Au moins deux hommes avaient été repérés par la police sur les images de vidéosurveillance de l'aéroport et du métro en compagnie des trois assaillants qui s'y sont fait sauter. Ils sont activement recherchés. Des perquisitions ont également été menées dans la commune de Schaerbeek, d'où les kamikazes étaient partis le matin des attaques bruxelloises en taxi vers l'aéroport, avec trois valises bourrées d'explosifs. Mais aucune arrestation n'a eu lieu dans cette commune.

Selon iTélé, les six interpellations qui ont eu lieu ce soir en région bruxelloise pourraient être liées avec l'opération d'Argenteuil, mais cette information reste à mettre au conditionnel.

De nombreux attentats déjoués

Selon Bernard Cazeneuve, 75 personnes «en lien avec des activités terroristes» ont été interpellées depuis le début de l’année, 37 d'entre elles ont été mises en examen, dont 28 incarcérées.

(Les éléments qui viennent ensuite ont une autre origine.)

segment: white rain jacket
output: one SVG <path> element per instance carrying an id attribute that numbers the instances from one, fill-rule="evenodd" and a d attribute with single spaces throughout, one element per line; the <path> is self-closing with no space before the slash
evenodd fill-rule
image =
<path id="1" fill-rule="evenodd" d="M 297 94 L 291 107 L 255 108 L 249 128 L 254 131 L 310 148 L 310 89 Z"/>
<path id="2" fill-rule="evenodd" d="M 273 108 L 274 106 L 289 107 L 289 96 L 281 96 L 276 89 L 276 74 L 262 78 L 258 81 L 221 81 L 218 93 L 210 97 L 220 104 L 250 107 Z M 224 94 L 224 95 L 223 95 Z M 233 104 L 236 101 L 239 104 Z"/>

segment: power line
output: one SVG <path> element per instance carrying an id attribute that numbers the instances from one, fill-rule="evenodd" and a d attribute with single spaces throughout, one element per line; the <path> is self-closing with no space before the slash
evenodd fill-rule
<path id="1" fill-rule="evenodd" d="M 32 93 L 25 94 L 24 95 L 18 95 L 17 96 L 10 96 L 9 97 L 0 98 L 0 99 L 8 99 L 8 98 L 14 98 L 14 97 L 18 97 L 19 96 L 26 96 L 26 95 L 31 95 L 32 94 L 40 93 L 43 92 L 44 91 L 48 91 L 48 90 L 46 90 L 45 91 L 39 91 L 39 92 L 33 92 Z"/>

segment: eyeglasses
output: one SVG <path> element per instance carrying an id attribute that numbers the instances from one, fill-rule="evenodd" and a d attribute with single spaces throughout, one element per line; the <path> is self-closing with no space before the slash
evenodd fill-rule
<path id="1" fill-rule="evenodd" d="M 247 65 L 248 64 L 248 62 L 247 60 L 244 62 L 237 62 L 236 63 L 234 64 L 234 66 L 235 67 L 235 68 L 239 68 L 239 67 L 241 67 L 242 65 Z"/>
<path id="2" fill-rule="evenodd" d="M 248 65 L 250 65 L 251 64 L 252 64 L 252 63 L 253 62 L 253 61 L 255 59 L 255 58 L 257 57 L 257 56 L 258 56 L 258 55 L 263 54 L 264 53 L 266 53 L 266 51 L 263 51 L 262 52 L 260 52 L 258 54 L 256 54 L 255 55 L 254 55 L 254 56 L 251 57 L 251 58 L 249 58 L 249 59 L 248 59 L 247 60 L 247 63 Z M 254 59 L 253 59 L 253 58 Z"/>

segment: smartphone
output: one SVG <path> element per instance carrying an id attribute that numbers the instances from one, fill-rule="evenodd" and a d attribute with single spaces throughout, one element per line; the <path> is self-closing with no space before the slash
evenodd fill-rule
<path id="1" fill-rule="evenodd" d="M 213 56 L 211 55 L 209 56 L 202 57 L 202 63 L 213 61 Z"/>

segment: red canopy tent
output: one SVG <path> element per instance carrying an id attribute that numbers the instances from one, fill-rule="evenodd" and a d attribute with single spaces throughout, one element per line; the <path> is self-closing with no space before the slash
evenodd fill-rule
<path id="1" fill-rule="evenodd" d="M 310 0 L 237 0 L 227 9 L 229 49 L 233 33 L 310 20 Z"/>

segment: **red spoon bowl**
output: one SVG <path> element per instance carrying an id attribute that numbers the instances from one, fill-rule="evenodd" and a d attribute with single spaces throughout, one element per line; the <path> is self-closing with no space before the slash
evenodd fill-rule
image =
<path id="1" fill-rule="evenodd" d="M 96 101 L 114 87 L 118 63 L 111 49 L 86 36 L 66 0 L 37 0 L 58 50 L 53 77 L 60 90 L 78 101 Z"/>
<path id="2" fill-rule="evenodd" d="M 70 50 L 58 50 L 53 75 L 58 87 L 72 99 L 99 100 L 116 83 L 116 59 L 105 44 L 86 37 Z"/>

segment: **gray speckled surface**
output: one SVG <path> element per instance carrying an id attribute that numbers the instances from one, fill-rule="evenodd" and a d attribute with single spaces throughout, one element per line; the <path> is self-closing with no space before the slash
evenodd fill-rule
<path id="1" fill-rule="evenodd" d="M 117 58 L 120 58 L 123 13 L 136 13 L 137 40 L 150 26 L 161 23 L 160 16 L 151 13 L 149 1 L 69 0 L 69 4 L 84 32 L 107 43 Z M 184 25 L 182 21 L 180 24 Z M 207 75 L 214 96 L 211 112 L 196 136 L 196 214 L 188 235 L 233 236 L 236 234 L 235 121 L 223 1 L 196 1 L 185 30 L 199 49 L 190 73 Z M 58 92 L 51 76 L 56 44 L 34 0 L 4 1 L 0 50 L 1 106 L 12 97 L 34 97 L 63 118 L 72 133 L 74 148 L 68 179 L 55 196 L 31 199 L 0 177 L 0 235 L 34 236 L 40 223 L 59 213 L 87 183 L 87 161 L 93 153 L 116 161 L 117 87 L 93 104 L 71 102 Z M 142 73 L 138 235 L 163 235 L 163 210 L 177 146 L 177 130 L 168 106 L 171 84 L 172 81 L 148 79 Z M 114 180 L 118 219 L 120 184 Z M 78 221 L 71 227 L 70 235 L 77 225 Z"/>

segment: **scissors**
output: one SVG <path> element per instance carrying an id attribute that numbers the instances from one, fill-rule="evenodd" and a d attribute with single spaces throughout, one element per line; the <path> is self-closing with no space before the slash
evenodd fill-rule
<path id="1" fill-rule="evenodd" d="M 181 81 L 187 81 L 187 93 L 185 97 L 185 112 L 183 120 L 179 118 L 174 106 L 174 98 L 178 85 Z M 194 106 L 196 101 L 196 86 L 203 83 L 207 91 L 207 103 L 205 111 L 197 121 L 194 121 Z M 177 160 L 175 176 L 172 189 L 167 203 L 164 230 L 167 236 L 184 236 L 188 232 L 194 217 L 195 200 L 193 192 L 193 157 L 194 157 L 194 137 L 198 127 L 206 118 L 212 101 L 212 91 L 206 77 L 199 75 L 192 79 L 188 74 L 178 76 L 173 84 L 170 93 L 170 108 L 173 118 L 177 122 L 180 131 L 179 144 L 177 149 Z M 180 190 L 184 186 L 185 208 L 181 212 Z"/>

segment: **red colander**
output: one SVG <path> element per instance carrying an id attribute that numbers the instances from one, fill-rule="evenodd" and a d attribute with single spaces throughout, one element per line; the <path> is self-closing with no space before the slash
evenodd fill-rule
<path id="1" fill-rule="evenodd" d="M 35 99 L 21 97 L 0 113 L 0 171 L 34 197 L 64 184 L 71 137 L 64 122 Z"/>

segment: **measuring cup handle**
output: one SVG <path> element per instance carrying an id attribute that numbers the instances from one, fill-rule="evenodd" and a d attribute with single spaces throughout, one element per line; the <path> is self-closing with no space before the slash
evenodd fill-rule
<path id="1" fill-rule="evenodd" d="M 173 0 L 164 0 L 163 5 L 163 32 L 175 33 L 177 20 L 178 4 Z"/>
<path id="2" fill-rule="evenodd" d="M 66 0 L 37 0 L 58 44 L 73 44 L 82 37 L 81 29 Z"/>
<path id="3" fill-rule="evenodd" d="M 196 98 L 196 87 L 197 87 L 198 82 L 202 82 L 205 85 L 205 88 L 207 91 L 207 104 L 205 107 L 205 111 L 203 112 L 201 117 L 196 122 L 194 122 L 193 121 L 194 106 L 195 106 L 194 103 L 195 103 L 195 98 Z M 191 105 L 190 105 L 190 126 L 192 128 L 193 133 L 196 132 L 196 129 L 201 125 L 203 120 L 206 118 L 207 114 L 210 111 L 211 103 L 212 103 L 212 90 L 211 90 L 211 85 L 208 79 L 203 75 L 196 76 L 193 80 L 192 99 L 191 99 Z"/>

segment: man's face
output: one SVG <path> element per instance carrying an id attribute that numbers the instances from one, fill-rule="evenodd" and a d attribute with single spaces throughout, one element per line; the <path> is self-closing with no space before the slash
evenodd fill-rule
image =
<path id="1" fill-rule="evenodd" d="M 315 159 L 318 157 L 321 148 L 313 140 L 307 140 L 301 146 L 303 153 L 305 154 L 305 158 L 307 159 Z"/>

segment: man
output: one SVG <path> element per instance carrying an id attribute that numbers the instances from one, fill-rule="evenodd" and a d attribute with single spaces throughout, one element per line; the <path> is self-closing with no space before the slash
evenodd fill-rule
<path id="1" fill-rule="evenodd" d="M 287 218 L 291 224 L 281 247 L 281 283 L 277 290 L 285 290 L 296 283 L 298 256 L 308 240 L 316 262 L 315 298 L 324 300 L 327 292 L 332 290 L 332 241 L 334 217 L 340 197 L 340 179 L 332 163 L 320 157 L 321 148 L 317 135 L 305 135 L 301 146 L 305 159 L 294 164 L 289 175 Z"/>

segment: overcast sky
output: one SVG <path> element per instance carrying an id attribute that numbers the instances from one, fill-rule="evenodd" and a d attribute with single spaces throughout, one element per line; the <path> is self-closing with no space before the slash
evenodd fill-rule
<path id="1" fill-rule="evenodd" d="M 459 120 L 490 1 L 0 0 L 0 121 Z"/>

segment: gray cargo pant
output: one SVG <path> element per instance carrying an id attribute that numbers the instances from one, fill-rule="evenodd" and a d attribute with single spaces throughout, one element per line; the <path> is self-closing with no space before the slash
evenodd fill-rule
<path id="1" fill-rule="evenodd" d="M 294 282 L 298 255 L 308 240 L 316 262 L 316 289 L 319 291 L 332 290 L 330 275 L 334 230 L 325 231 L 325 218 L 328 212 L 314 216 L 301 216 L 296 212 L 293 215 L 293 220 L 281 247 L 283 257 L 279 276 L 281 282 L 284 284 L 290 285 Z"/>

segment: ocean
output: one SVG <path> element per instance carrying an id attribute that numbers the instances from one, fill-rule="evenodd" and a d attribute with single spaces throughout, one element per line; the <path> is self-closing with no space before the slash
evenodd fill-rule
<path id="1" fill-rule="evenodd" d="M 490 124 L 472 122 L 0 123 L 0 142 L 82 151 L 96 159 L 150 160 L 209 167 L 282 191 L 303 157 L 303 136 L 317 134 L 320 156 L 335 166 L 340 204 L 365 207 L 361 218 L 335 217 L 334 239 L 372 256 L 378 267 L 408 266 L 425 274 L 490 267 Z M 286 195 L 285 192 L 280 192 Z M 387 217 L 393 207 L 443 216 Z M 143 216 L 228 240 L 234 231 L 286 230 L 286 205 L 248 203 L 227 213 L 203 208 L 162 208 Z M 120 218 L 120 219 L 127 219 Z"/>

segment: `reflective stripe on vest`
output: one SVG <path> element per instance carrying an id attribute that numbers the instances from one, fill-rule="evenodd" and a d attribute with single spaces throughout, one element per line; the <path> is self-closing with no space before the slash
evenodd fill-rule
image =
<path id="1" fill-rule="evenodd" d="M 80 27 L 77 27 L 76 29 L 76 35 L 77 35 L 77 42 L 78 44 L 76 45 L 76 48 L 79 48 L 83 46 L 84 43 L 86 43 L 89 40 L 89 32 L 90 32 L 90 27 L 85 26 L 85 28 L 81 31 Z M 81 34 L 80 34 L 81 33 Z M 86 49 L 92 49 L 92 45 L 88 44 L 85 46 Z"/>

Six projets d'attentats ont été déjoués depuis janvier 2015, en plus des deux tentatives qui ont échoué à Villejuif en avril et à bord du Thalys reliant Amsterdam à Paris en août.

Peu avant Noël, un projet d'attaque contre les forces de l'ordre avait ainsi été déjoué dans la région d'Orléans et le 20 mars, un Franco-Marocain radicalisé, Youssef Ettaoujar, déjà condamné pour avoir voulu rejoindre la Syrie et soupçonné d'avoir préparé un attentat, a été mis en examen et incarcéré.